Bulldogs Beat

Nearly finished with football, Georgia's Kolton Houston ready for sixth year

Georgia offensive lineman Kolton Houston was able to claim a sixth year of eligibility after having to sit out three years because of elevated Norandolone levels.
Georgia offensive lineman Kolton Houston was able to claim a sixth year of eligibility after having to sit out three years because of elevated Norandolone levels.

ATHENS -- Kolton Houston was done with football.

For a three-year period, he waited for a positive outcome from a negative result. All he wanted to do was play the sport he grew up with, that he accepted a college scholarship at Georgia for.

But due to a fluke incident, in which a doctor injected the banned substance Norandolone into his fat tissue, the NCAA wouldn’t allow Houston to compete as a freshman for testing positive for a performance-enhancing drug.

Three years came and went and Houston was unable to come away with a negative test result below the 2.5 nanograms per milliter (ng/ml) threshold. The NCAA wouldn’t budge on the ban. Houston began to lose hope.

Leading up to his final drug test, just before Houston’s 22nd birthday, the offensive tackle made his peace with the sport. He was content with taking his life in a different direction. Houston didn’t even care to take that final drug test. But his mother, Tiffany Houston, and Georgia director of sports medicine Ron Courson pleaded with him to take it.

They didn’t want to see an unhappy ending.

After three years of waiting, along with a surgery to remove some of the fatty deposits that contained the drug, Houston finally passed, with his Norandolone reading 1.8 ng/ml. He was cleared to play football again.

“There came a point where I was mentally done,” Houston said. “I lost like 35 pounds. Then (Courson), it had been a while, he waited two months to do a drug test. He wanted me to do another. I didn’t really want to. My mom begged and begged me. It took them about a week of hard convincing to do another drug test.

“And sure enough, that was the one.”

Just like that, Houston could play football again. And in a weird twist, Houston believes it potentially benefitted him.

After initially taking a hard stance against Houston, who never knowingly took a performance-enhancing drug, the NCAA granted him a sixth year of eligibility. He has now been able to play football for three years and will enter this season as a second-year starter. If Houston was never banned, he might not have gotten much playing time at all. Instead, Houston has seen the field more than he possibly expected.

At least that’s the positive way Houston’s looking at it.
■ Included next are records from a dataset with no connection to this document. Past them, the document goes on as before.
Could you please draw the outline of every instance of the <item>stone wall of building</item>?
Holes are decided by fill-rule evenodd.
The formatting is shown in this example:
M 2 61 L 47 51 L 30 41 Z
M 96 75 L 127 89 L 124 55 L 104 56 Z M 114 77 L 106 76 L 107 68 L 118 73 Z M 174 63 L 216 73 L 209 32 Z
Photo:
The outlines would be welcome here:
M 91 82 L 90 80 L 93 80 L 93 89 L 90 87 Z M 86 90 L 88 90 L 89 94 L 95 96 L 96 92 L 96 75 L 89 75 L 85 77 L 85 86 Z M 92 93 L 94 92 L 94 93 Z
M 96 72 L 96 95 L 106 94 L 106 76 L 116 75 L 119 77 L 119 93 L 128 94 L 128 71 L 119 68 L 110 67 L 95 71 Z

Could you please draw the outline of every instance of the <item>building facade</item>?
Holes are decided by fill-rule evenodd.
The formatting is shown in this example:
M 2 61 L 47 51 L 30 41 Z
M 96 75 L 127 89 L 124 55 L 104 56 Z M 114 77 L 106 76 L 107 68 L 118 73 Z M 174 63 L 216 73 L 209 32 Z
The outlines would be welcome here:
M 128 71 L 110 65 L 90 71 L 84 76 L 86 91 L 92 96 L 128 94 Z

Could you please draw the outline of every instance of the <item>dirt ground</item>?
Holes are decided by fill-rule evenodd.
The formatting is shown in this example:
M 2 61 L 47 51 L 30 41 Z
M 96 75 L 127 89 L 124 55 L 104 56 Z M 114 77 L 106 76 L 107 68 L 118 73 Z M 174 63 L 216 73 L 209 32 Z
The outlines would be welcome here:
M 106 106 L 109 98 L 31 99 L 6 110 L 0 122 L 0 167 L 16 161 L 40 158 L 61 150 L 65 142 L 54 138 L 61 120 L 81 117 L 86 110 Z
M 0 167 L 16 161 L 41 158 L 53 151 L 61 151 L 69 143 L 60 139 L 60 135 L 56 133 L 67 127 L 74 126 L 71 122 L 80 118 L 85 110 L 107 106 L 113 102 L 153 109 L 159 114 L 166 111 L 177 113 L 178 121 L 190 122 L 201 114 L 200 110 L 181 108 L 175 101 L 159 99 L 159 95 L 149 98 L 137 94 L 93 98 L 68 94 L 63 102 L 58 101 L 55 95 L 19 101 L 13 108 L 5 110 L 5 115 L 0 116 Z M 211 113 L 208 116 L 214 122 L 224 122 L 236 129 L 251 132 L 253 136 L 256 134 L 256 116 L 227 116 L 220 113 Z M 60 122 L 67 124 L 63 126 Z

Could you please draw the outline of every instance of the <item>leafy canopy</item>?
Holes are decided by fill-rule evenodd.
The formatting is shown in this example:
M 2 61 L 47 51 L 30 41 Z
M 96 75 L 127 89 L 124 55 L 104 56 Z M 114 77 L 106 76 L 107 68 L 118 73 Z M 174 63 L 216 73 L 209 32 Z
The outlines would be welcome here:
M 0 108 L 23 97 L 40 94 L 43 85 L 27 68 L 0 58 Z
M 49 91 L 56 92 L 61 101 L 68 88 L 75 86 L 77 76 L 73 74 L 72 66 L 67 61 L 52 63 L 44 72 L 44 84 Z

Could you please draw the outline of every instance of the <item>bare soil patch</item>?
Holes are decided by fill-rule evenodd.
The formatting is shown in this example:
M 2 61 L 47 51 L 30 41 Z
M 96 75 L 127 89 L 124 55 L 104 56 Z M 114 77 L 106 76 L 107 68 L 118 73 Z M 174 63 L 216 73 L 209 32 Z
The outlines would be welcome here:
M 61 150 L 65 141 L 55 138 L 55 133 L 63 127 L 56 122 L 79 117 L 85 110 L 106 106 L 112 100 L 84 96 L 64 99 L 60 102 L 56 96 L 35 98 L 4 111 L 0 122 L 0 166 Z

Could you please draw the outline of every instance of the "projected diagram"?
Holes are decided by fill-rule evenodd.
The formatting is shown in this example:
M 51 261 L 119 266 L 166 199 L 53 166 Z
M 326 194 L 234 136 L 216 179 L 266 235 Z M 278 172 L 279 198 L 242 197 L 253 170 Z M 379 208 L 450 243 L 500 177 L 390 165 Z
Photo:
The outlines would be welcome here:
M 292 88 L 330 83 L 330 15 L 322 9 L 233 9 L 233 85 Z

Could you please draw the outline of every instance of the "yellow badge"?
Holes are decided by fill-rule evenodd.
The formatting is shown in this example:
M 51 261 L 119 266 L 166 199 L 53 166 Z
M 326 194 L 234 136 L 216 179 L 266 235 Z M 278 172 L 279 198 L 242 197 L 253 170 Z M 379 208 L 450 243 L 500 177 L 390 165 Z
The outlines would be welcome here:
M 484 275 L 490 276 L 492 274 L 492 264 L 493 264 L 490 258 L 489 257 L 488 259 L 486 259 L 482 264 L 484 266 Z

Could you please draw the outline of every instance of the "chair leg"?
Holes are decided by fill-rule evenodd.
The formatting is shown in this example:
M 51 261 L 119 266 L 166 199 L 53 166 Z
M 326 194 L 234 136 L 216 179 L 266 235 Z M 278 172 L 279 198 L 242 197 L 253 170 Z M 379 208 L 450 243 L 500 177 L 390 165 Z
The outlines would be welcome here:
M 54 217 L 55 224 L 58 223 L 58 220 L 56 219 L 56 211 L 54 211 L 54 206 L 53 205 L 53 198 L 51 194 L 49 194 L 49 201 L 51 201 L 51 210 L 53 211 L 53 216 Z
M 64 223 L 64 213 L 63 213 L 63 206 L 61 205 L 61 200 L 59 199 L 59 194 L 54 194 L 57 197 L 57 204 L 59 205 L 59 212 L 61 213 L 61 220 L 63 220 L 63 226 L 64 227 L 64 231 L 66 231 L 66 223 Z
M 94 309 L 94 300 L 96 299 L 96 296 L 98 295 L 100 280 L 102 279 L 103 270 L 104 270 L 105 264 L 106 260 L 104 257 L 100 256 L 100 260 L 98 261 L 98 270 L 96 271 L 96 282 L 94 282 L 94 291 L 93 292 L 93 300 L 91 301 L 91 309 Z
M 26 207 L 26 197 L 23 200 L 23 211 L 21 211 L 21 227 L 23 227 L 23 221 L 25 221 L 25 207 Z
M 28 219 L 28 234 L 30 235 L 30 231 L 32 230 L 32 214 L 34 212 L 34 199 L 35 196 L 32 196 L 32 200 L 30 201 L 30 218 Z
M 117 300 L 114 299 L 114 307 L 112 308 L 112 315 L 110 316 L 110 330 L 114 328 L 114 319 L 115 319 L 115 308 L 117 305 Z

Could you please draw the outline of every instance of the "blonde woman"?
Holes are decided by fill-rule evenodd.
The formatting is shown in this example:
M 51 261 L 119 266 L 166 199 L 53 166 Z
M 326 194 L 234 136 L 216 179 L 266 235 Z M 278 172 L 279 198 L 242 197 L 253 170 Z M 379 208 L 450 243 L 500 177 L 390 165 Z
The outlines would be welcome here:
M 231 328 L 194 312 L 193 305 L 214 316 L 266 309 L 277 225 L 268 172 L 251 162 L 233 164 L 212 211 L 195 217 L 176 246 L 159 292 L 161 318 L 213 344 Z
“It worked out for the best,” he said.

It was a strange first three years. Not one teammate knew about his plight when he was a freshman. Houston redshirted, which covered the fact he tested positive and was banned by the NCAA for a full year.

When he was still ineligible in year two, suspicions arose. Houston wasn’t practicing or in the conversation for playing time. Head coach Mark Richt broke the news to the team sometime during his second year on campus.

Before being cleared by the NCAA in 2013, the nation found out about Houston when ESPN ran a segment on its “E:60” program detailing his predicament.

Now, Houston is the starting right tackle for an offensive line regarded as one of the best in college football in 2015. His first three years stand in stark contrast to how it’s been since.

“We’ve become best friends,” senior left tackle John Theus said. “When I first got here, I didn’t know him that well. He wasn’t practicing at that point. Over these past two years we’ve developed our relationship. We help each other out with anything on the field. I love the kid to death.”

There was always the chance that 2014 would be Houston’s final year at Georgia. Houston held out hope -- which was almost lost during the ordeal he went through with the NCAA -- that he’d get another year of football.

When he got the news, he embraced it. There was no doubt Houston would play this year if the NCAA allowed it. Despite the arduous process he’s been through, it now seems like his time has come and gone at Georgia.

“Time has definitely flown,” Houston said. “Last year I kept in the back of my mind, I tried to attack last season like that was going to be my last year. But really it never fully kicked in. In the back of my mind, I was always planning for this year. It’s a little more surreal. It’s kind of amazing I’ve been here for six years.”